Her agency, Keys Investigation, Inc., is technically co-owned by Edward Keys, a retired Baltimore police detective who seems to spend most of his time on Fenwick Island, Delaware. (Asked to comment for this story, Keys declined repeatedly and would not respond to rumors that he has, in fact, met Monaghan in the flesh only once.) Monaghan appears to be the sole employee on the premises of the onetime dry cleaners that serves as her office, although she jokes that there are two part-time workers “who have agreed to accept their compensation in dog biscuits.” Those would be Esskay, a retired racing greyhound named for her love of Baltimore ’s best-known sausage, and Miata, a docile Doberman with infallible instincts about people. “If she had growled at you, I wouldn’t have let you over the threshold,” Monaghan says. “I’ve learned the hard way to trust Miata.”
The office is filled with Baltimore-bilia-the old “Time for a Haircut” clock from a Woodlawn barbershop and several Esskay tins. “People give them to me,” Monaghan claims. “I’m not prone to collecting things.”
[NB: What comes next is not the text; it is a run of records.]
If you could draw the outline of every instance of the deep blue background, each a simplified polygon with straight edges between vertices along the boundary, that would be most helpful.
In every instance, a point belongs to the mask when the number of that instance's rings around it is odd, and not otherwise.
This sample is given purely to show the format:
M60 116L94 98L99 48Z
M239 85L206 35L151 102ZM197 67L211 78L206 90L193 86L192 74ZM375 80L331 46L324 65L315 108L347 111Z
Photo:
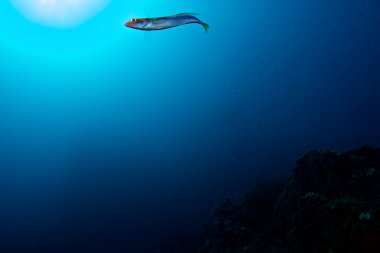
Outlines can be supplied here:
M149 12L210 24L144 32ZM380 145L377 0L0 3L0 252L170 252L312 148Z

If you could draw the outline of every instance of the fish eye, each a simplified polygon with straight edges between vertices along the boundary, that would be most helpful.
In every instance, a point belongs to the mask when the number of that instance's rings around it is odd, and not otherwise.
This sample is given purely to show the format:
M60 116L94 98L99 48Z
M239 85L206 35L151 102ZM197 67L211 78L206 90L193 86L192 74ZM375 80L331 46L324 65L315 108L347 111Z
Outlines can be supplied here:
M132 19L131 19L131 21L132 21L132 22L135 22L135 21L136 21L136 19L135 19L135 18L132 18Z

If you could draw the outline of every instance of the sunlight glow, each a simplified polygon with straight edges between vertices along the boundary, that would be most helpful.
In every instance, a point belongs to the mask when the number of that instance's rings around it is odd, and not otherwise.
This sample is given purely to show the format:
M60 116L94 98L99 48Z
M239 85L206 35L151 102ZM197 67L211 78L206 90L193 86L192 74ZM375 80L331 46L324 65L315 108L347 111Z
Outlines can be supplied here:
M75 27L102 10L109 0L12 0L33 22L58 28Z

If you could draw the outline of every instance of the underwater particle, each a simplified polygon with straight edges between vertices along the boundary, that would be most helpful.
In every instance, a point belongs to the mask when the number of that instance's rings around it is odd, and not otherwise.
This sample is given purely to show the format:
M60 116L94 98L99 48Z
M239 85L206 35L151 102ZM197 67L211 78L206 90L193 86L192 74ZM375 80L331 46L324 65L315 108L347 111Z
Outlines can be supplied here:
M370 220L371 219L371 213L370 212L361 212L359 214L359 219L361 219L361 220Z
M209 30L208 24L202 22L194 15L188 13L181 13L158 18L132 18L127 23L125 23L125 26L143 31L155 31L187 24L200 24L203 26L205 32Z
M308 192L304 195L304 198L312 198L315 196L318 196L318 194L316 194L315 192Z
M375 172L375 168L369 168L366 172L366 176L372 176Z

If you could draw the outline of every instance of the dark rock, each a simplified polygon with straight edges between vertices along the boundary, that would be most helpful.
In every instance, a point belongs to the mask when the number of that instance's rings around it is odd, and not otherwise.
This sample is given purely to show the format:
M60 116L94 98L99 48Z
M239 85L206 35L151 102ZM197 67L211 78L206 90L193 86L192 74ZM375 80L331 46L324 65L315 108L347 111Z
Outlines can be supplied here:
M311 151L285 186L226 200L205 230L204 253L378 253L380 149Z
M272 233L273 209L283 182L262 182L244 196L226 199L204 225L208 241L202 252L280 252Z

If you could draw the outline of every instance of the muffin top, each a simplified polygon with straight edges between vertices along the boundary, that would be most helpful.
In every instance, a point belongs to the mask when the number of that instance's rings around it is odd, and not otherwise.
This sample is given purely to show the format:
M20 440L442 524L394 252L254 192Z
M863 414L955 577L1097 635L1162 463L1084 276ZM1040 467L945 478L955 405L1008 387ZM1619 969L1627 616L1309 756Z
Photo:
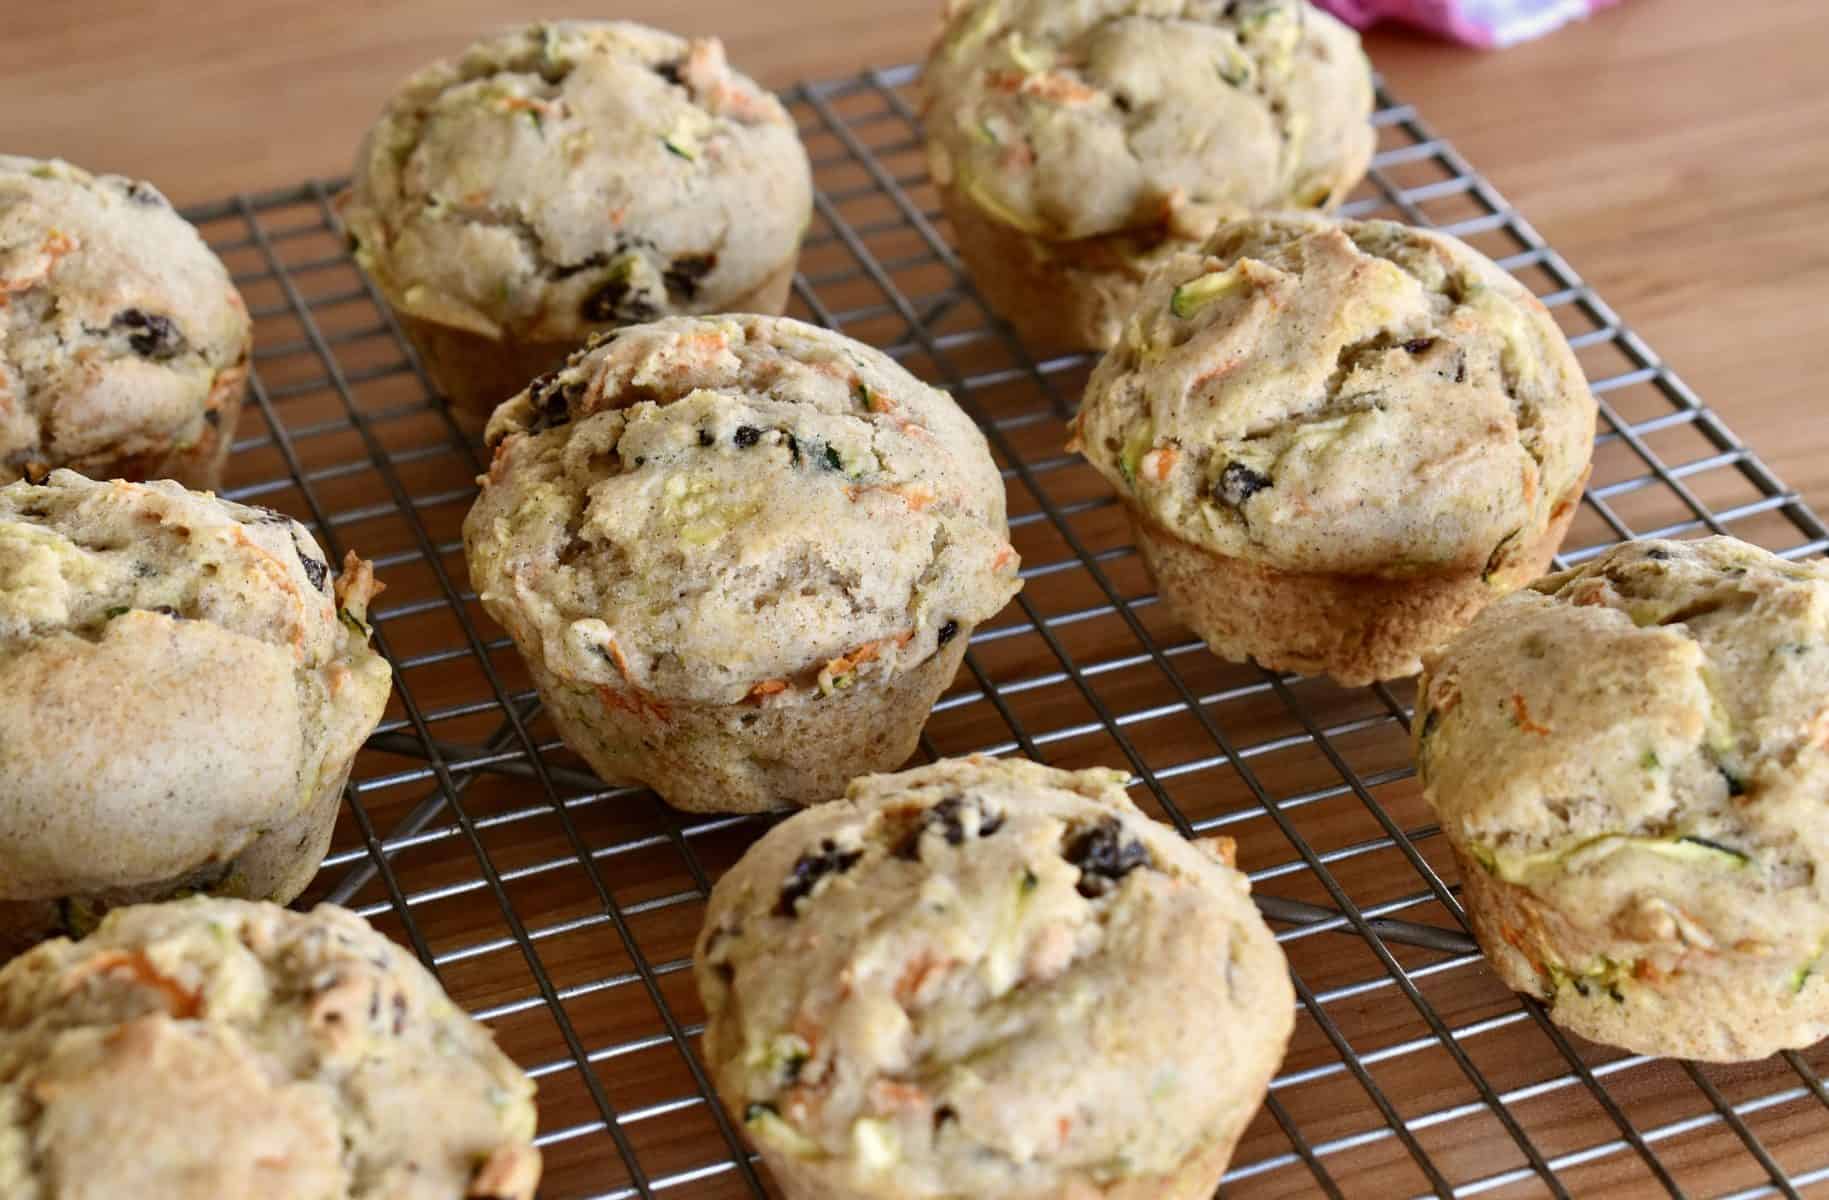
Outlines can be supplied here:
M0 899L157 881L292 816L387 702L377 587L175 483L0 488Z
M1236 1136L1293 1023L1283 956L1229 840L1183 841L1124 778L942 761L757 842L695 955L751 1136L845 1160L859 1194L986 1197Z
M576 340L741 299L793 256L811 189L793 121L716 38L561 21L408 79L342 215L396 308Z
M1286 214L1151 277L1075 442L1128 504L1219 554L1491 578L1578 501L1594 413L1555 321L1483 255Z
M950 0L935 178L1038 237L1330 207L1371 161L1371 66L1307 0Z
M1814 964L1829 832L1829 567L1628 542L1431 656L1430 802L1486 871L1643 943ZM1801 979L1800 979L1801 982Z
M470 577L574 682L786 703L925 661L1019 586L977 427L799 321L619 330L488 437Z
M0 155L0 483L210 436L249 337L221 260L151 184Z
M0 1194L531 1200L533 1083L344 909L110 913L0 969Z

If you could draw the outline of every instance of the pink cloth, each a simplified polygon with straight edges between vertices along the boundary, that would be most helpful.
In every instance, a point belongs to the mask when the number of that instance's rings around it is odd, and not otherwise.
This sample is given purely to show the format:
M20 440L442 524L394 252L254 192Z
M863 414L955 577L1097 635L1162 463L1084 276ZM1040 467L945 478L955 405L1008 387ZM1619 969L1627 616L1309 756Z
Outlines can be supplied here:
M1443 37L1488 49L1541 37L1618 0L1317 0L1322 8L1364 29L1403 21Z

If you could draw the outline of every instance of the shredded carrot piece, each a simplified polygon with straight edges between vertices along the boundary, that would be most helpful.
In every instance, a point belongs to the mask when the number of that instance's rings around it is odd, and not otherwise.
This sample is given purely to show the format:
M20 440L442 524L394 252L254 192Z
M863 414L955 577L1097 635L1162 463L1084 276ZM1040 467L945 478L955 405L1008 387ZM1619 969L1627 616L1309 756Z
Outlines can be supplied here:
M597 699L603 702L606 709L629 713L637 717L652 717L656 721L667 721L673 716L673 710L665 701L658 700L642 691L631 688L629 691L617 691L608 684L597 685Z
M785 691L787 691L787 680L764 679L761 683L758 683L755 687L749 689L748 699L751 702L755 702L761 700L764 696L773 696L778 692Z
M900 492L902 499L908 502L909 510L912 512L920 512L938 499L934 495L934 490L922 483L910 484L907 487L897 488L896 491Z
M1180 457L1181 451L1175 449L1175 447L1162 446L1145 454L1142 463L1139 465L1142 466L1143 474L1146 478L1153 479L1157 483L1162 483L1168 479L1169 473L1175 469L1175 460Z
M1021 71L996 71L988 83L991 90L1006 95L1020 93L1035 96L1050 104L1090 104L1099 98L1095 88L1058 71L1040 71L1027 75Z
M1207 853L1228 867L1238 865L1238 842L1233 838L1215 834L1213 837L1201 838L1194 844L1203 847Z
M1009 566L1010 563L1012 561L1014 561L1015 558L1016 558L1016 547L1010 545L1010 543L1008 543L1008 542L1005 542L1003 544L1003 549L1001 549L997 552L997 557L993 558L991 560L991 570L1001 571L1005 567Z
M1058 1120L1054 1123L1054 1127L1060 1131L1061 1144L1063 1146L1066 1145L1067 1144L1067 1135L1073 1132L1073 1118L1072 1117L1062 1117L1060 1120Z
M901 1004L907 1004L921 991L926 982L935 975L945 971L952 963L923 951L903 969L901 978L895 981L895 998Z
M96 956L81 968L81 974L70 980L68 990L74 991L89 975L108 975L116 971L129 976L141 987L158 992L165 999L166 1011L180 1021L203 1014L203 997L177 980L160 974L143 950L117 950Z
M879 1079L870 1085L870 1100L879 1111L919 1108L927 1103L927 1093L899 1079Z
M1539 725L1531 720L1530 706L1524 703L1523 692L1513 692L1511 694L1511 708L1513 715L1518 718L1519 729L1522 729L1526 733L1534 733L1538 737L1549 736L1549 726Z
M895 635L895 644L898 646L906 646L908 643L914 641L914 635L915 635L914 630L912 630L912 629L904 630L903 632Z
Has anyone ever commented on the irony that Monaghan, who sits beneath that “Time for a Haircut” clock, once had a most untimely haircut, when a serial killer sliced off her signature braid? Monaghan shot the man in self-defense, but not before he killed a former transportation cop with whom she was working.
“I don’t talk about that,” she says. “I understand you have to ask about it. I was a reporter, and I’d have asked about it too. But it’s something I never discuss.”
Okay, so life and death have been shot down as topics. What would she prefer to talk about?
“Do you think the Orioles are ever going to get it together? One World Series in my lifetime. It’s so depressing.”